Le đing tut, la voix intime et éternelle du peuple Êđê - ảnh 1Des femmes Êđê interprètent le đing tut lors d’un échange culturel. Photo: H. Zawut Byă/VOV Hauts Plateaux du Centre

Fabriqué à partir de tiges de bambou soigneusement choisies, le đing tut est un instrument à vent, sorte de flûte de Pan constitué de cinq ou six tubes de tailles différentes, chacun correspond à une sonorité particulière du chiêng knah, un gong sacré de la vie communautaire.

«Le đing tut a toujours fait partie intégrante de la vie culturelle des Êđê. Pour le fabriquer, on coupe des tronçons de bambou en gardant les nœuds. Le đing tut résonne dans les cérémonies funéraires ou lors des grandes fêtes après les sacrifices de buffles ou de bœufs. On l’entend aussi dans les champs, durant les pauses, pour alléger la fatigue du travail», indique Y-Du Eban, un musicien traditionnel du village de Sut Mdung, dans la province de Dak Lak.

Une particularité frappante: jadis, seules les femmes pouvaient jouer du đing tut. Dans les champs, au repos, elles soufflaient quelques notes, confiant au vent leur joie ou leur tristesse. Dans les veillées funèbres, elles s’asseyaient autour du défunt, l’instrument dressé contre les lèvres, et le souffle du đing tut devenait alors une berceuse sacrée, à la fois adieu et consolation.

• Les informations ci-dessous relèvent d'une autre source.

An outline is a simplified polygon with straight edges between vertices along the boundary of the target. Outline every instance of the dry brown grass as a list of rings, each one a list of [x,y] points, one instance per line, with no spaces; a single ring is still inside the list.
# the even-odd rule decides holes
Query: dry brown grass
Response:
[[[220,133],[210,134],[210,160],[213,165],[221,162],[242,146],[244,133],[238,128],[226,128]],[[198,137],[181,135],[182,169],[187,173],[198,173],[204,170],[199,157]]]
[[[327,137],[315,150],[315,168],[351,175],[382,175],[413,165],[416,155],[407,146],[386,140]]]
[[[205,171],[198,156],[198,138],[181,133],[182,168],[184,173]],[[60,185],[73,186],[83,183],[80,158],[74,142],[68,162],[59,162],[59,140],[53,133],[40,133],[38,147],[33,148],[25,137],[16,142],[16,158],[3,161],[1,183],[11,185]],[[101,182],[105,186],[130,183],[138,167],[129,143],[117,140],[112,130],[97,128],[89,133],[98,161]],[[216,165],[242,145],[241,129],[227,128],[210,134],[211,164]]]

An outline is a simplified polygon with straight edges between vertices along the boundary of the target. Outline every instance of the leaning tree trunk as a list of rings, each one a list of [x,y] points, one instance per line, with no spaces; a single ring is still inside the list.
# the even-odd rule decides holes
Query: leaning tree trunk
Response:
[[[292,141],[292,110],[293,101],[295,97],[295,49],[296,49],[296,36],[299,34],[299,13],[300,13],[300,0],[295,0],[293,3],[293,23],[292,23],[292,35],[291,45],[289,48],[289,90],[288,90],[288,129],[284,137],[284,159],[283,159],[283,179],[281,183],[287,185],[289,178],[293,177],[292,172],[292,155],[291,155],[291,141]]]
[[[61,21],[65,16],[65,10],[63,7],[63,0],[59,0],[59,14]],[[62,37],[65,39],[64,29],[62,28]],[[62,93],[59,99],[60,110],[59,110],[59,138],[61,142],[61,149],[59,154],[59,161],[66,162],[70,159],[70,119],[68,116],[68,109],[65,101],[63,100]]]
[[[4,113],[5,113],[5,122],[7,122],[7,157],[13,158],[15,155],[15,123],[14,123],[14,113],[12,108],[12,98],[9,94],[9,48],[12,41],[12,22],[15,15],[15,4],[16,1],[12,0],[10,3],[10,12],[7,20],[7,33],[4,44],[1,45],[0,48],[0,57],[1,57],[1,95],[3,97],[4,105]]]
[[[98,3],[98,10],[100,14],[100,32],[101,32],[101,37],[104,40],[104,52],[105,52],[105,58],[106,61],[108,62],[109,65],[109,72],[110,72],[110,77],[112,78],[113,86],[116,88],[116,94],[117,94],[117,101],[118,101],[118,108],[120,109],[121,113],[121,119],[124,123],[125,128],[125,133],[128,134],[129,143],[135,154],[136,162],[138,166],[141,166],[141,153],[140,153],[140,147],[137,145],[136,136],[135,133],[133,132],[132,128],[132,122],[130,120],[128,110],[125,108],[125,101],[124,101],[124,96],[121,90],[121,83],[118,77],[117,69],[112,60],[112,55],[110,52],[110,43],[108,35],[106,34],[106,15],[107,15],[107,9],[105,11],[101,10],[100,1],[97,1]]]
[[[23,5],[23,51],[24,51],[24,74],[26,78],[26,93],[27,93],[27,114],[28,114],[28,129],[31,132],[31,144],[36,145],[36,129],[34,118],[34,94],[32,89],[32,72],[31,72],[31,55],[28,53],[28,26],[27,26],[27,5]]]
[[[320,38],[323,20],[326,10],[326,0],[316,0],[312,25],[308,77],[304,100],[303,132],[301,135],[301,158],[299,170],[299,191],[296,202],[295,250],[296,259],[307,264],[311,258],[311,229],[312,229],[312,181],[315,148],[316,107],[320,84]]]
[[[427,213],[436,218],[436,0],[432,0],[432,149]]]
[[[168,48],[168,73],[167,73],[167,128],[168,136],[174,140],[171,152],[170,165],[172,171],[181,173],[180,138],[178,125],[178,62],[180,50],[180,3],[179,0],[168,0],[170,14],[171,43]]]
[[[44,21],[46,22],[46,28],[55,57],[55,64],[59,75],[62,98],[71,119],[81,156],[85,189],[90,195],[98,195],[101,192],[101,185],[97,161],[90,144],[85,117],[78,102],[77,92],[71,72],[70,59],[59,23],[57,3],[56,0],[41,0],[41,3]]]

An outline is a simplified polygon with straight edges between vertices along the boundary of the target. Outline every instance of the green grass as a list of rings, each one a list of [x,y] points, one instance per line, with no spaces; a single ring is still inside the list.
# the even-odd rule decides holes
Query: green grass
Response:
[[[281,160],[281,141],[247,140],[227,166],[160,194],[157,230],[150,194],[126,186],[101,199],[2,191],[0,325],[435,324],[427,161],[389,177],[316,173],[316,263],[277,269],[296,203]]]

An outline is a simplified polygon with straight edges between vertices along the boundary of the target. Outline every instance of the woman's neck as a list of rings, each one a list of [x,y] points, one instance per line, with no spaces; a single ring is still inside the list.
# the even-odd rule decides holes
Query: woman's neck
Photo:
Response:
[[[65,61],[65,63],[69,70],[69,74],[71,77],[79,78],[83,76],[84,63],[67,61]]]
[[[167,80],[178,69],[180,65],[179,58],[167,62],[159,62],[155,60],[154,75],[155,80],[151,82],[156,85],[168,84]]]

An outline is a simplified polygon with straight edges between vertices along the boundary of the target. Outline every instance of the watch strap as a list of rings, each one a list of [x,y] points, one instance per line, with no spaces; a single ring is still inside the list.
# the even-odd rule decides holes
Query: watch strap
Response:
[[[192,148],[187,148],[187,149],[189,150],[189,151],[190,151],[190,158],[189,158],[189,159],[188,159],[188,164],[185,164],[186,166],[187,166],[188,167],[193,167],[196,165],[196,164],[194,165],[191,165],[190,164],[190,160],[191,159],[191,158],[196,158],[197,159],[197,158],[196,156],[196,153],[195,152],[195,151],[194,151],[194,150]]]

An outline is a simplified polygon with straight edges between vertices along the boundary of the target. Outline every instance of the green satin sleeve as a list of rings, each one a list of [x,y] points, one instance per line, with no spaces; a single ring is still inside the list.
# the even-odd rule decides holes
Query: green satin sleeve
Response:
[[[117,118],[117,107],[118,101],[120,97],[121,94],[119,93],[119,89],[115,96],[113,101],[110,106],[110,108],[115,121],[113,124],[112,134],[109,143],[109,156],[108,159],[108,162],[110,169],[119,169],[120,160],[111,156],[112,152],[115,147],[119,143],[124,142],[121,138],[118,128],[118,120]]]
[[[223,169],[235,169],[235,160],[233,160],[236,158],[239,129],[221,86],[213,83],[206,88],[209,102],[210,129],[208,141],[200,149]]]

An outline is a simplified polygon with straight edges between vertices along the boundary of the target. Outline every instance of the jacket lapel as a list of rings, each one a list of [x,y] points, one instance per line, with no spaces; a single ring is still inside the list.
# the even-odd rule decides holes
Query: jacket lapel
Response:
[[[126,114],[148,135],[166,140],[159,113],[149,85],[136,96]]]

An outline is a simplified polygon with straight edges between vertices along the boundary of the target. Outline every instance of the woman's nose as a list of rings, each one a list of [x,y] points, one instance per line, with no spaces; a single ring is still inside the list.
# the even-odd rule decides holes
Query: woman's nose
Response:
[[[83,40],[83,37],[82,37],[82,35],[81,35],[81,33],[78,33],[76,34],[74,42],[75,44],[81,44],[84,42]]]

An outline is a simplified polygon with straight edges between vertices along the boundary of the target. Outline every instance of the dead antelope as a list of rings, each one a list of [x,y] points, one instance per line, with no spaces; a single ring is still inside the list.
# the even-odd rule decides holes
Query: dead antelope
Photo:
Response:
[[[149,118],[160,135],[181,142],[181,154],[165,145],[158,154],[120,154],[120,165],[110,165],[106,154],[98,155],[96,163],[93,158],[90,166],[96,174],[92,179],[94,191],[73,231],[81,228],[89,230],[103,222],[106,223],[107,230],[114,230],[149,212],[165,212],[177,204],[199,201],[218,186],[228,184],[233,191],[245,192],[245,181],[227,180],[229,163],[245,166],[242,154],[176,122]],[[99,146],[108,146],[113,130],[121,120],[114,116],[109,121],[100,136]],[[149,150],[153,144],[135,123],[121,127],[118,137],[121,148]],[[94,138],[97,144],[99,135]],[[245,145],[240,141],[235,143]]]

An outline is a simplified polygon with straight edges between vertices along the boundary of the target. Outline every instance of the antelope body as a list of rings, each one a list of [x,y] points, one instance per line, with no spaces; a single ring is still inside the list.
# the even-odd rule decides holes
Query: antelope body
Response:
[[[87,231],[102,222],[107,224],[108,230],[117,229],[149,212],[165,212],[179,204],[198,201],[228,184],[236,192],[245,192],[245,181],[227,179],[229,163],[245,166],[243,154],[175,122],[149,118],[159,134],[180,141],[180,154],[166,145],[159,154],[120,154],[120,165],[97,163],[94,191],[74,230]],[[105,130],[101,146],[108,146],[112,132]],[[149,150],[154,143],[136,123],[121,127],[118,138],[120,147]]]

Le đing tut, la voix intime et éternelle du peuple Êđê - ảnh 2Des artistes du village de Sut Mdung jouent du Đĭng Tŭt dans une zone touristique. Photo: H. Zawut Byă/VOV Hauts Plateaux du Centre

«Cet instrument était réservé exclusivement aux femmes. En dehors des funérailles, il était présent dans la cérémonie de procession du Kpan, l’un des rituels les plus sacrés des Êđê. Les hommes n’avaient absolument pas le droit d’en jouer. Qu’il s’agisse de moments de joie ou de deuil, dans n’importe quel espace, seul le souffle féminin pouvait faire vibrer le đing tut», se souvient Y-Dak Nie, un autre maître musicien.

Aujourd’hui, la règle s’est assouplie et les hommes aussi peuvent en jouer. Mais pour les Êđê, l’image la plus marquante reste celle d’une femme tenant le bambou entre ses mains, laissant s’échapper des notes fines, comme suspendues, presque immatérielles, comme un lien entre musique et spiritualité.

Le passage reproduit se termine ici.